Building on the methodological setup developed by Zeintl et al. [79], we measured the activity concentration of Tc-99m-diphosphono-propanedicarboxylic acid in healthy spongious bone tissue, without focal SPECT and CT abnormalities, in 50 women referred for bone scintigraphy [80]. The concentration was found to be 48.15 ± 13.66 kBq/ml, translating into an average standardized uptake value (SUV) of 5.91 ± 1.54. These values are in the same range as those reported for F-18-NaF imaged with PET [81]. Furthermore, in this group of subjects, SUV determined in the vertebral bodies correlated significantly with the CT density of these bodies measured in HU (r = 0.678; p < 0.0001).

QSPECT of the bone might be of interest for modeling bone metabolism in osteoporosis and also for longitudinal monitoring of treatment response, e.g., in bone metastases. The integration of QSPECT into commercially available SPECT/CT systems will surely encourage research into its clinical value over the coming years.

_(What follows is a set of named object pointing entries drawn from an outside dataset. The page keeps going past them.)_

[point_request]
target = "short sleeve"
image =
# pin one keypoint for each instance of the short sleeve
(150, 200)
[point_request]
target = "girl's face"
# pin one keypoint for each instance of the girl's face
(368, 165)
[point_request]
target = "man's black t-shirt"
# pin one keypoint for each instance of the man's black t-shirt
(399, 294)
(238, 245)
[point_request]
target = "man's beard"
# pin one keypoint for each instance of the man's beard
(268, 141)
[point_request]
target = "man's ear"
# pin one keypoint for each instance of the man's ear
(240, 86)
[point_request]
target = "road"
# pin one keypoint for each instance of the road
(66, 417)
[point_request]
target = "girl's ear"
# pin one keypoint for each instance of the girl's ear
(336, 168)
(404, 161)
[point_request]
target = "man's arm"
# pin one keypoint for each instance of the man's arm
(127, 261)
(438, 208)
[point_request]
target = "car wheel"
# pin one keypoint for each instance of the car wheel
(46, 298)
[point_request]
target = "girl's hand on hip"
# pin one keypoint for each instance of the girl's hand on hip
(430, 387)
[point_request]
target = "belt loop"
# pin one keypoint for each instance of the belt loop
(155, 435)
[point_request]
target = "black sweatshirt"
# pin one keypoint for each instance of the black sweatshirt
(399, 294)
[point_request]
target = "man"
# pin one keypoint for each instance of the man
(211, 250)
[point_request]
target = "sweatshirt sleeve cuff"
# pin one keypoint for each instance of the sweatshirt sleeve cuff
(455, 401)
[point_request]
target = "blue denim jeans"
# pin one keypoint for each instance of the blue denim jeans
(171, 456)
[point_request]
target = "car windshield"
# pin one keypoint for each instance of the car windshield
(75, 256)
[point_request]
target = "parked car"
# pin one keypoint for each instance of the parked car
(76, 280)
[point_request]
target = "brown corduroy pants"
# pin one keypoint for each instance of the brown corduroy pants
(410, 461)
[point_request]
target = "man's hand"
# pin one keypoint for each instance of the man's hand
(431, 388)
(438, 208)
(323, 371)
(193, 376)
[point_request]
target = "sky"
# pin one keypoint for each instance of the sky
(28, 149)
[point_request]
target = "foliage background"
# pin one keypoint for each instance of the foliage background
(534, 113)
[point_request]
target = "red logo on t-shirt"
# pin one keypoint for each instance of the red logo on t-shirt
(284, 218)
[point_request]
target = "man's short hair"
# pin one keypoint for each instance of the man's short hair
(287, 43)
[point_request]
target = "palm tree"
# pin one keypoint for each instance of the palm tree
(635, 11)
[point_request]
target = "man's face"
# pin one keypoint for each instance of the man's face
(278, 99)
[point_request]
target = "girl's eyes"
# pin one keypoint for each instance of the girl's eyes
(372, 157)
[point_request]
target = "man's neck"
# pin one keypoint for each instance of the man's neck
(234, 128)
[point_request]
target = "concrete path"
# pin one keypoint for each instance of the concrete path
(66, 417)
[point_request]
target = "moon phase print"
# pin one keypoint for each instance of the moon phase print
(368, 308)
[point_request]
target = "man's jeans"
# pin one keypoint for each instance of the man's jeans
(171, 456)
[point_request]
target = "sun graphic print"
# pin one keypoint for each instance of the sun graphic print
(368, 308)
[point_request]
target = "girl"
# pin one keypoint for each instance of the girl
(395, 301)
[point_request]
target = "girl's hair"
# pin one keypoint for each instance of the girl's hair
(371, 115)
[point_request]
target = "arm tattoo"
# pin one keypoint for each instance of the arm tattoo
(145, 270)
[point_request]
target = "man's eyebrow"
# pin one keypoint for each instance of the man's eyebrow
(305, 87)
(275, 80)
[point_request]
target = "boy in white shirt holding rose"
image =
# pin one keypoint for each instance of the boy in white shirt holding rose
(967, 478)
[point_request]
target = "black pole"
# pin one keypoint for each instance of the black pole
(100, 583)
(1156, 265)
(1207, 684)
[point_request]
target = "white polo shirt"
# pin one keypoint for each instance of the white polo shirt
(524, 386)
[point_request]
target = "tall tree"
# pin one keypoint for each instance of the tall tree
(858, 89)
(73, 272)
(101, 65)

The addition of the CT component to stand-alone SPECT systems aids both image reconstruction and lesion localization. Today, SPECT images are typically reconstructed using iterative techniques which benefit from additional CT information via attenuation correction. Further integration of CT information has been achieved in a novel reconstruction algorithm from Siemens Molecular Imaging [82]. This method—known as xSPECT Bone—uses the higher resolution CT data to enhance reconstructed nuclear resolution at tissue boundaries. xSPECT Bone produces images of tracer distribution with considerably higher quality than conventional iterative reconstruction techniques do (Fig. 4). Preliminary evidence shows that the improvement in SPECT image quality translates into higher confidence of diagnosis when staging malignant disease. The potential to more precisely localize increases in tracer uptake within complex structures such as joints leads to the assumption that orthopedic imaging, too, will benefit greatly from this option.

Fig. 4
figure 4

Sagittal SPECT images of the spine in a patient with a compression fracture of lumbar body 1. The multimodally reconstructed dataset (right) provides superior delineation of the osseous structures compared to the dataset reconstructed using a conventional ordered subsets maximum-likelihood algorithm (color figure online)

Conclusions

Skeletal scintigraphy is one of the most frequent in vivo procedures in the field of nuclear medicine. Visualizing bone metabolism, it exhibits a fairly high sensitivity to detect skeletal lesions, but has limitations in terms of specificity and spatial resolution, even when SPECT is used. Combining SPECT with X-ray CT helps overcome these limitations. This has, in particular, been shown when diagnosing bone involvement in malignant tumors. Emerging evidence indicates the benefit of hybrid imaging for bone scintigraphy during the workup of painful conditions affecting the back and the extremities. Methodological advances holding considerable promise for further improving its value are the quantitation of skeletal tracer uptake in absolute units, as well as multimodal image reconstruction techniques that have recently become available for use in clinical routine.